The good, the bad and the ugly…

The hedge fund industry has been battered by the popular press for the last few weeks. The meltdown of the sub-prime mortgage industry has been blamed on two things — lax credit standards and of course hedge funds. Many funds have taken it on the chin and losses are mounting a daily basis.

The reality however, is that the sub-prime meltdown is the tip of the iceberg. In my opinion the reports about hedge funds are going to get a lot worse for hedge fund managers and their investors in the weeks and months ahead. The main reason is because too many people are masquerading as hedge fund managers and they are not truly hedge fund managers.
These pseudo-wannabe managers simply do not have the skill sets to navigate this volatility and therefore they are getting slammed. These “expensive mutual funds” are getting whacked, whacked and whacked again by the volatility that’s occurring in the marketplace and they offer little hope of recovering the losses when things settle down ( and they always do settle).

Just to be clear in order to be operating as a hedge fund you need to be “hedged”. You need to have a series of investments that are longs, a series of shorts and most critically, a strategy in place that protects against or takes advantage of volatility when markets rise and when markets fall. That’s the key to this whole game. That’s where hedge fund managers add true value. It seems to me that a lot of these so-called hedge funds are offering little or no value at this time.

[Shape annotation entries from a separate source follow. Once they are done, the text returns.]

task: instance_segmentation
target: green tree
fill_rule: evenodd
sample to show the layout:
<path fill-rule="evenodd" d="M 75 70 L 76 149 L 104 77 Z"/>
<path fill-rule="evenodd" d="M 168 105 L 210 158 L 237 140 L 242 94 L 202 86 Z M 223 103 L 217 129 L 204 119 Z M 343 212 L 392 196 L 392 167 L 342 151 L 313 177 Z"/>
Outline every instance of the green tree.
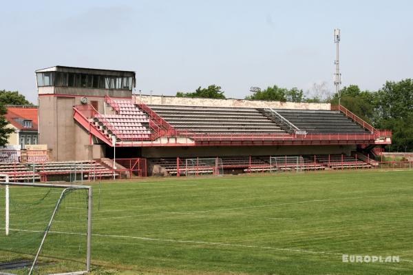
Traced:
<path fill-rule="evenodd" d="M 367 122 L 372 123 L 375 117 L 377 93 L 361 91 L 358 85 L 350 85 L 341 89 L 341 104 Z M 332 104 L 339 104 L 339 94 L 335 93 L 330 100 Z"/>
<path fill-rule="evenodd" d="M 258 91 L 255 92 L 254 94 L 247 96 L 245 99 L 301 102 L 304 96 L 302 90 L 298 90 L 296 88 L 288 90 L 274 85 L 273 87 L 268 87 L 262 91 Z"/>
<path fill-rule="evenodd" d="M 0 90 L 0 104 L 3 105 L 33 105 L 28 101 L 25 96 L 19 92 Z"/>
<path fill-rule="evenodd" d="M 4 115 L 7 114 L 7 109 L 3 105 L 0 105 L 0 146 L 7 144 L 8 139 L 14 130 L 7 128 L 8 121 L 6 120 Z"/>
<path fill-rule="evenodd" d="M 413 151 L 413 81 L 387 81 L 377 92 L 377 128 L 392 131 L 392 150 Z"/>
<path fill-rule="evenodd" d="M 286 97 L 287 99 L 287 101 L 292 102 L 302 102 L 304 99 L 303 90 L 298 90 L 296 88 L 293 88 L 291 90 L 288 90 L 286 92 Z"/>
<path fill-rule="evenodd" d="M 204 99 L 225 99 L 224 92 L 221 90 L 221 87 L 215 84 L 210 85 L 206 88 L 202 88 L 201 86 L 193 92 L 182 92 L 176 93 L 178 97 L 200 97 Z"/>

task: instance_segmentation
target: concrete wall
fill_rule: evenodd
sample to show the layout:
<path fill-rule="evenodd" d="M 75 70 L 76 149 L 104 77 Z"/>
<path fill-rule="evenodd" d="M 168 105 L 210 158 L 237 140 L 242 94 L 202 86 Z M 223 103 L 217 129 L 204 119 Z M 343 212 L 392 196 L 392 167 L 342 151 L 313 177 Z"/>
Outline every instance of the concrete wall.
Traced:
<path fill-rule="evenodd" d="M 40 96 L 39 99 L 39 143 L 47 144 L 54 161 L 87 160 L 103 157 L 100 145 L 90 145 L 87 132 L 73 119 L 73 106 L 81 96 Z M 105 99 L 93 97 L 104 112 Z"/>
<path fill-rule="evenodd" d="M 11 125 L 10 123 L 8 124 L 6 126 L 6 128 L 11 128 L 14 130 L 12 133 L 10 134 L 8 139 L 7 139 L 7 145 L 19 145 L 19 130 Z"/>
<path fill-rule="evenodd" d="M 178 106 L 208 106 L 237 108 L 272 108 L 277 109 L 330 110 L 330 103 L 307 103 L 296 102 L 266 101 L 246 99 L 192 99 L 147 94 L 134 95 L 135 102 L 147 105 L 166 105 Z"/>
<path fill-rule="evenodd" d="M 92 89 L 76 87 L 39 87 L 39 94 L 71 94 L 81 96 L 127 97 L 132 96 L 132 91 L 127 90 Z"/>
<path fill-rule="evenodd" d="M 323 146 L 202 146 L 167 147 L 142 148 L 144 158 L 159 157 L 196 157 L 218 156 L 268 156 L 345 154 L 350 155 L 356 150 L 355 145 Z"/>

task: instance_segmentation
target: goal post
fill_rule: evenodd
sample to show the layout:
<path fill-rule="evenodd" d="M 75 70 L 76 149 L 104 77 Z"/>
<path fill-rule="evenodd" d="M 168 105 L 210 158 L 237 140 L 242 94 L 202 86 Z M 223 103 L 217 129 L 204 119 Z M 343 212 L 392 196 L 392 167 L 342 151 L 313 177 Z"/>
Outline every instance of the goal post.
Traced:
<path fill-rule="evenodd" d="M 304 169 L 304 159 L 302 156 L 270 156 L 270 171 L 273 172 L 302 172 Z"/>
<path fill-rule="evenodd" d="M 222 176 L 224 174 L 222 159 L 220 158 L 196 158 L 185 159 L 185 176 Z"/>
<path fill-rule="evenodd" d="M 0 175 L 0 274 L 90 271 L 92 188 L 10 183 Z M 0 236 L 1 236 L 0 234 Z"/>

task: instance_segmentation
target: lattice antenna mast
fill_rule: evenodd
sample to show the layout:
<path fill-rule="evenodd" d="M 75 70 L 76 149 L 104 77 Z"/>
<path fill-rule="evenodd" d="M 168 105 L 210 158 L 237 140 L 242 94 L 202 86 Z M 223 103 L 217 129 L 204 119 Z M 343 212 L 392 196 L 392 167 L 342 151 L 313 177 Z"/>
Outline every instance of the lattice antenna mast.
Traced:
<path fill-rule="evenodd" d="M 336 60 L 334 63 L 336 65 L 336 72 L 334 74 L 334 85 L 336 86 L 336 94 L 339 95 L 339 105 L 341 101 L 341 92 L 340 85 L 341 84 L 341 74 L 340 73 L 340 62 L 339 56 L 339 44 L 340 43 L 340 29 L 334 30 L 334 43 L 336 44 Z"/>

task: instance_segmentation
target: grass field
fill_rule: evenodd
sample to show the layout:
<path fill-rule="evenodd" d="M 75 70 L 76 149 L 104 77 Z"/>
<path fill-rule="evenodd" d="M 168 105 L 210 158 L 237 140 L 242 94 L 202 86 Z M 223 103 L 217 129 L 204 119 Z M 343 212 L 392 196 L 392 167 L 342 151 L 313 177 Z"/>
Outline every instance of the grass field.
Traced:
<path fill-rule="evenodd" d="M 413 172 L 93 186 L 95 274 L 413 274 Z M 343 254 L 401 261 L 343 263 Z"/>

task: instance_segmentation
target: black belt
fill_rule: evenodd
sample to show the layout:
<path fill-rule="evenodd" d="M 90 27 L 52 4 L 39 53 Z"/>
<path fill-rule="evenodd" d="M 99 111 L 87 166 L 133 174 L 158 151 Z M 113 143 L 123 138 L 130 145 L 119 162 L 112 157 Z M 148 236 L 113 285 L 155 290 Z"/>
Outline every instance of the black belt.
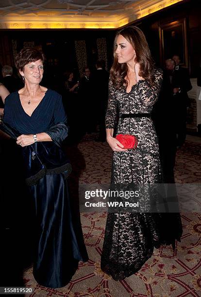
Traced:
<path fill-rule="evenodd" d="M 139 114 L 120 114 L 119 117 L 125 118 L 126 117 L 151 117 L 151 114 L 139 113 Z"/>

Over the last couple of weeks people have been sending in emails asking how important is prior experience in managing money when starting a hedge fund. The questions are quite frankly mind-boggling. What level experience do you need to have to set up a fund? Do you actually need to have worked for a money manager? My response is always the same: would you like a doctor to operate on you who has never been in the operating room before or has no idea what’s going on with the medical procedure or surgery? That’s the answer. It sounds trite, it sounds silly, and it sounds maybe even foolish because nobody in the world would have a doctor operate on them if the surgeon didn’t have experience with the surgery. However why everybody in the world thinks that they can manage money – is beyond me. You can’t read a book and understand everything. You need to see firsthand how things are done, you need to experience real live situations in the market to understand how markets move.

Remember this. Whatever goes up, comes down and you need to be able and prepared to make profits when markets go up and also when they go down and the only way you can do that is through experience.